Abaikan 95 Persen Keterangan Saksi, Majelis Hakim PTUN Dilaporkan Ke MA

SHARE

Ilustrasi : Pengadilan Tata Usaha Negara (PTUN) Jakarta (PTUNJakarta.Dok)


CARAPANDANG.COM – Dinilai tidak profesional dalam memutuskan perkara, Majelis hakim perkara 17/G/2020/PTUN.Jkt dilaporkan ke Mahkamah Agung, Komisi Yudisial serta Hakim Pengawas Pengadilan Tinggi Tata Usaha Negara (PTUN).

Majelis hakim yang dilaporkan itu adalah Andi Muh. Ali Rahman (ketua), Umar Dani dan Enrico Simanjuntak (anggota). Mereka bertiga dilaporkan advokat Deswerd Zougira, kuasa hukum penggugat pada Senin (1/9/2020).

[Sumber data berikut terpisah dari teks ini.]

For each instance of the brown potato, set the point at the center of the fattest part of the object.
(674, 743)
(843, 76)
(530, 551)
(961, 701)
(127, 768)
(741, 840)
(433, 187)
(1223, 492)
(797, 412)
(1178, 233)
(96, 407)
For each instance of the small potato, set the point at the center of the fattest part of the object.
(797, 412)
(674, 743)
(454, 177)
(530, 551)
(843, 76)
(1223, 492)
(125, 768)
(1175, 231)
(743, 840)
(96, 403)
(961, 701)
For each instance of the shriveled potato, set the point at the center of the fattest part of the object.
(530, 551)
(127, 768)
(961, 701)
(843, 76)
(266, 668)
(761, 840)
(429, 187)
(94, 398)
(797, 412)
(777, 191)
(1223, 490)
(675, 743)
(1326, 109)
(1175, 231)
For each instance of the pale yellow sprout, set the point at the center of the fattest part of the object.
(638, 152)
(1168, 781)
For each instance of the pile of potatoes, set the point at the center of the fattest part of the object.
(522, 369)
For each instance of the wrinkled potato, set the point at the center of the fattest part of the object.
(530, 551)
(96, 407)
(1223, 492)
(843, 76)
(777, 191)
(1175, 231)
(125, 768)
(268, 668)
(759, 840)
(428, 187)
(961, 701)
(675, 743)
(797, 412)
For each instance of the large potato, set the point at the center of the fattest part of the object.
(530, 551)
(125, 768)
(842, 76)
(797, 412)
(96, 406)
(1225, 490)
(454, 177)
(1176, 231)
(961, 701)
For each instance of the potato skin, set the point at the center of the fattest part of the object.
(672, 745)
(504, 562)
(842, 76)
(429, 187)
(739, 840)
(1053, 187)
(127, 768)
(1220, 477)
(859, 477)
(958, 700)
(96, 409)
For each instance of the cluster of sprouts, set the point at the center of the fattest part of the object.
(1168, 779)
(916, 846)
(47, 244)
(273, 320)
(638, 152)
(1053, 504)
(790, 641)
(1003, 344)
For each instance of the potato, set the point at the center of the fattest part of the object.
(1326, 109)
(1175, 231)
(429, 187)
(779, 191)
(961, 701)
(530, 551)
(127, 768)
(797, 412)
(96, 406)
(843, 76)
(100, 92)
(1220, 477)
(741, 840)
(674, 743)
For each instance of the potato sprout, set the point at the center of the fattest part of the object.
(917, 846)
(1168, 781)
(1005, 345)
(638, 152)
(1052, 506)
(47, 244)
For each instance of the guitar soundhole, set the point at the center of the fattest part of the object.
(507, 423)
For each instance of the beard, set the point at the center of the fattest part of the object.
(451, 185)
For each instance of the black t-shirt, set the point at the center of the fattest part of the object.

Desward mengatakan putusan perkara yang dibuat ketiga hakim tersebut tidak memuat sekitar 95 persen keterangan tiga orang saksi fakta yang diajukan penggugat. Padahal, keterangan saksi-saksi berkesesuian dengan materi gugatan dan alat bukti yang diajukan.

“Akibat tidak dimuatnya keterangan saksi-saksi fakta itu, ketiga hakim sama sekali tidak mempertimbangkan apa yang menjadi tuntutan penggugat,” ungkap Deswerd dalam keterangannya, Rabu (2/9/2020) melansir RMOL.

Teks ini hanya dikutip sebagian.